ERIC IDLE'S THE OWL AND THE PUSSYCAT --
Last October, Eric Idle joined Michael Palin and Terry Jones in the prestigious club of Monty-Python-Members-Turned-Authors-of-Children's-Books. He has written a marvelously entertaining and humorous book called The Quite Remarkable Adventures of the Owl and the Pussycat. This is Eric's first venture into the realm of children's literature. Terry Jones has written quite a few children's books already, as has Michael Palin. Terry Gilliam, of course, gets honorable mention for the 1989 novelization of the Baron Munchausen script.
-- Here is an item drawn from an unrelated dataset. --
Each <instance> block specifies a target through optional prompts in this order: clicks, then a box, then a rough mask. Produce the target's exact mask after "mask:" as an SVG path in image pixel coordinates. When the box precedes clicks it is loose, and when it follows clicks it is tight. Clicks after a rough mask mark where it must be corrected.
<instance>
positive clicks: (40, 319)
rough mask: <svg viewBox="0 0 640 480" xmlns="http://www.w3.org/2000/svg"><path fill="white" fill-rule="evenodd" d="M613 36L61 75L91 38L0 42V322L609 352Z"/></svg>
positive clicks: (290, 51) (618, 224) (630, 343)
Eric's Owl and the Pussycat, is based on an Edward Lear poem and other works and drawings by the 19th century painter and author. "One day I found myself reciting to my daughter Lily the poem of The Owl and The Pussycat," said Eric. "Like most children she fell under the spell of its charm. I realized that its fabulous combination of love story, adventure and happy resolution would make a great musical subject... [Lily] was really struck by it and I decided to sing it to the guitar. Then I thought, well, let me write the story."
original poem appeared in Lear's Book of Nonsense which, like most of
Lear's works, was about as silly as most Monty Python sketches and didn't
make much sense. Eric explained that in the poem, "...there is
no explanation of who they [the owl and the pussycat] are or how they
meet... or why they do such a bizarre thing as putting to sea with only
some honey and plenty of money wrapped up in a five pound note. This
left Act One very much open. It was my job to construct the back story,
to create a reason for them to sail for a year and a day to the land
where the Bong Tree grows."
Eric's version tells the story of an owl and a pussycat who set off on an adventure to strange lands to rescue the Bong Tree, a magical tree that walks, talks, swims, and goes shopping. No, this is certainly not the Legendary Walking Tree of Dahomey, popularized in an old Monty Python sketch, but even adults will find a number of funny and poignant comments to enjoy here. In one passage, the owl and the pussycat come across an exotic plant, the Manypeeplia Upsidownia, which consisted of a great many people hanging around, all talking a great deal of nonsense. "It's just like the government!" observes one character in the book.
In fact, Eric makes sense where Edward Lear's poetry left utter nonsense. That was Lear's style, of course. But Eric thought it might be fun to turn Lear's poetry and drawings into a work that might be even more appealing to kids, maybe an animated film. "In 1993," Eric said, "John Du Prez and I were casting around for a subject for an animated musical." The owl and the pussycat quickly became the subject for the effort. "John and I began by writing some songs... we sat in an old stone cabin in Provence, John with his keyboard and me with guitar and bashed out about twenty songs, which we stuck in some kind of order on battered cork boards. I then began the writing task. This continued off and on for three years. "
Eric ran the idea of an animated film by famed director Steven Spielberg, who pointed out that animated films starring animals typically do not do very well (although Spielberg was proven wrong when The Lion King opened a few weeks later). A major movie studio also toyed with Eric's story for a while, much to Eric's chagrin. So the idea of a movie was replaced with a children's book and an audio tape featuring Eric Idle as narrator. Eric also performs most of the songs he composed with Du Prez. You could almost expect Eric to launch into the ribald tales of Ricky the Magic Pixie and Daisy Bumble... "He found her in the bedroom. Roughly he grabbed her heaving shoulders, pulling her down on the bed hurridly and ripping off her..." well, you get the picture...
For the complete personal account of Eric's trials and triumphs as
children's book author, visit his Owl
and Pussycat web page here on PythOnline! You can also order the
book and the audio cassettes from the PythOnline giftshop.
Edward Lear (1812-1888) -- Edward Lear was an English painter and humorist who, for a brief period, even gave Queen Victoria painting lessons. He spent most of his life abroad, traveling extensively on painting tours through the Balkans and the Middle East. He was obscure and poor and would probably have remained so but for the publication of A Book of Nonsense in 1846 which was an overnight sensation. The book included the poem The Owl and the Pussycat, which is as popular today as it was then.